Results 1 to 9 of 9

Thread: Get random top n percent by group
Thanks Thanks: 0 Likes Likes: 0

  1. #1
    Board Regular Darren Bartrup's Avatar
    Join Date
    Mar 2006
    Location
    Nottingham (UK)
    Posts
    1,258
    Post Thanks / Like
    Mentioned
    0 Post(s)
    Tagged
    0 Thread(s)

    Default Get random top n percent by group

    Hi all,

    I need to extract a percentage of records for each team member from an original raw data table.

    My raw data doesn't have a natural key, but can add an auto-number if needed.

    All the fields, except date, are text fields in a table called tbl_PrimaryData:
    dDate, sProcess, sPropID, sPropAddress, sSurname and sForename.

    The sSurname & sForename combination are pushed to a separate table called tbl_TeamMember which has these fields: ID, Surname, Forename and SampleSize. SampleSize is a double formatted as a percent and is manually entered - usually set at 5%.
    The SQL for this is:
    Code:
    INSERT INTO tbl_TeamMember ( Surname, Forename )
    SELECT DISTINCT sSurname, sForename
    FROM tbl_PrimaryData
    WHERE sSurname & sForename NOT IN (SELECT sSurname & sForename FROM tbl_TeamMember);
    So now I want to extract the SampleSize of records from tbl_PrimaryData for each team member and place the results in a table called tbl_Audits.

    Both team member names and process text will be pushed out to separate tables to normalise the data.

    If anyone has any thoughts on this please - I'm not having much luck.

    Edit:
    SQL like the below will give me random ordering of the records grouped by team member, but I can't seem to restrict it to the first n percentage.
    Code:
    SELECT      dDate,
                sProcess,
                sPropID,
                sPropAddress,
                sSurname,
                sForename
    FROM        tbl_PrimaryData
    ORDER BY    sSurname, sForename, RND(dDate)
    Last edited by Darren Bartrup; Oct 13th, 2015 at 09:29 AM.
    Using Office 2003 & 2010,

    I'm 1 of the 10 people that don't understand binary. Guess that means the other 1001 do.

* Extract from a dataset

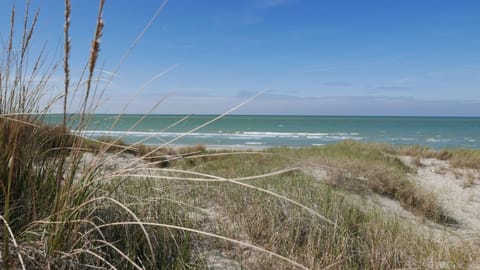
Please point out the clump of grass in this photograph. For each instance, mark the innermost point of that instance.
(361, 168)
(465, 159)
(54, 213)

    No answer to your post?
    Get someone to read it - does it make sense or does it sound like gibberish?

  2. #2
    MrExcel MVP
    Moderator
    xenou's Avatar
    Join Date
    Mar 2007
    Location
    Clev. OH, USA
    Posts
    16,469
    Post Thanks / Like
    Mentioned
    11 Post(s)
    Tagged
    1 Thread(s)

    Default Re: Get random top n percent by group

    In general, you can usually use a MOD function to get every k-th record where k is some constant:

    Select A.* FROM
    (
    --your query--
    ) AS A
    WHERE A mod K = 0

    If the ordering within the subquery can be also randomized then much better (like by day of week, or last name, or third letter of backwards last name or anything else that randomizes best. K should be chosen to get the number of records you want in the results (larger K equals fewer records, smaller K equals more records).

    Note:
    So, that was pseudocode. So MOD is probably a function in Access-world, and probably an operator in other worlds. Use the correct syntax as needed. Also this is a generic answer to the problem of randomization. Please clarify as needed!!
    Last edited by xenou; Oct 13th, 2015 at 08:46 PM.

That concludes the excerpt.